My child likes to ask me how things are spelled. Simple enough, right? Wrong bitches! For example:
Toddler: “Mommy, what does T-T-F-J-H-I-V spell?”
Me: “That doesn’t spell anything baby.”
Toddler: “YES IT DOES!! Letters ALWAYS spell SOMETHING!!”
Me: “But only if you put them in the right order.”
Toddler: “I DID PUT THEM IN ORDER! I ONLY SAID ONE LETTER AT A TIME!”
Exasperated Me: “Fine then. It spells ‘Ttfjhiv’.” (Makes somewhat of a spitting sound).

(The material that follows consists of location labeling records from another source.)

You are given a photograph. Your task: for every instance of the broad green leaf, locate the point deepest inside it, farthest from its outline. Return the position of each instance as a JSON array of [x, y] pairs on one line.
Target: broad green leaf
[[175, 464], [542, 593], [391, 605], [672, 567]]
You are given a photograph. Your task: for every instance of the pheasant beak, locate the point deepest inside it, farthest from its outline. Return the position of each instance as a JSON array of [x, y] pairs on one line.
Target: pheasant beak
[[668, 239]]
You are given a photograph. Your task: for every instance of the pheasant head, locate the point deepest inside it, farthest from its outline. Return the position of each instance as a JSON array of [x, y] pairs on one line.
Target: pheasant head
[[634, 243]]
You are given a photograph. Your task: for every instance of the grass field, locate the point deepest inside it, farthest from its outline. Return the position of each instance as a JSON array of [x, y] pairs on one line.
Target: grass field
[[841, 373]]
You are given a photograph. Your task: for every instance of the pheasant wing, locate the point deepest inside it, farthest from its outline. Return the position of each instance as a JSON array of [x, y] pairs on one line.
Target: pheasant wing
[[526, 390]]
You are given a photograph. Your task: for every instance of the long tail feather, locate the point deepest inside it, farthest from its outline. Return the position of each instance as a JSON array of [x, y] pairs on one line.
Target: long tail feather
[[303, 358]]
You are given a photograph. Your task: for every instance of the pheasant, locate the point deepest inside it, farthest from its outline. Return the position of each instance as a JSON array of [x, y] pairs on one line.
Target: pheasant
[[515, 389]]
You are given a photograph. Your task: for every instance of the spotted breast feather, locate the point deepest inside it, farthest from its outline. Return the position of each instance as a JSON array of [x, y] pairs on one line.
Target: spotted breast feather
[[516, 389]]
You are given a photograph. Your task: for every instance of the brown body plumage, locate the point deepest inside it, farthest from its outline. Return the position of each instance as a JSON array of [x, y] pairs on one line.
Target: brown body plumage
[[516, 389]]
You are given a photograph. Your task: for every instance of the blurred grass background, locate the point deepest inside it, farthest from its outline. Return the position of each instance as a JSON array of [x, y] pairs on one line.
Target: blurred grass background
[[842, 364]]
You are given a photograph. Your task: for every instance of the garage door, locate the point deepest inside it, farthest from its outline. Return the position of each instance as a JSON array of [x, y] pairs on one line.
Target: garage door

Toddler: “SEE!! I TOLD YOU!!”
If you’re honest with yourselves, you will readily admit that you want to talk to your kid less when the conversation begins with something along these lines:
Toddler: “Mommy, why _____________________________?”, particularly if the fill-in-the-blank portion has something to do with God, death, or where babies come from.
And you know that just because you DON’T answer their question and/or answer their question unsatisfactorily, does NOT mean that particular conversation is over. Oh no. It will get much, much worse. We all know that toddlers can go from “calm” to “full-blown melt down” mode in a fucking nanosecond when something doesn’t go their way.
Why does EVERY conversation you have with your toddler have to follow the following format:
Step 1. QUESTION
Step 2. ANSWER
Step 3. DISAGREEMENT
Step 4. REBUTTLE
Step 5. COUNTER
Step 6. CONCLUSION
Step 7. SURRENDER
Step 8. HYSTERICS
Step 9. IMBIBING
This is why we should all talk to our children less.
Conclusion?? I’m raising a damn lawyer. So if you are a Debate Team Scout for the year 2025, you might want to just think about holding a spot open on your team.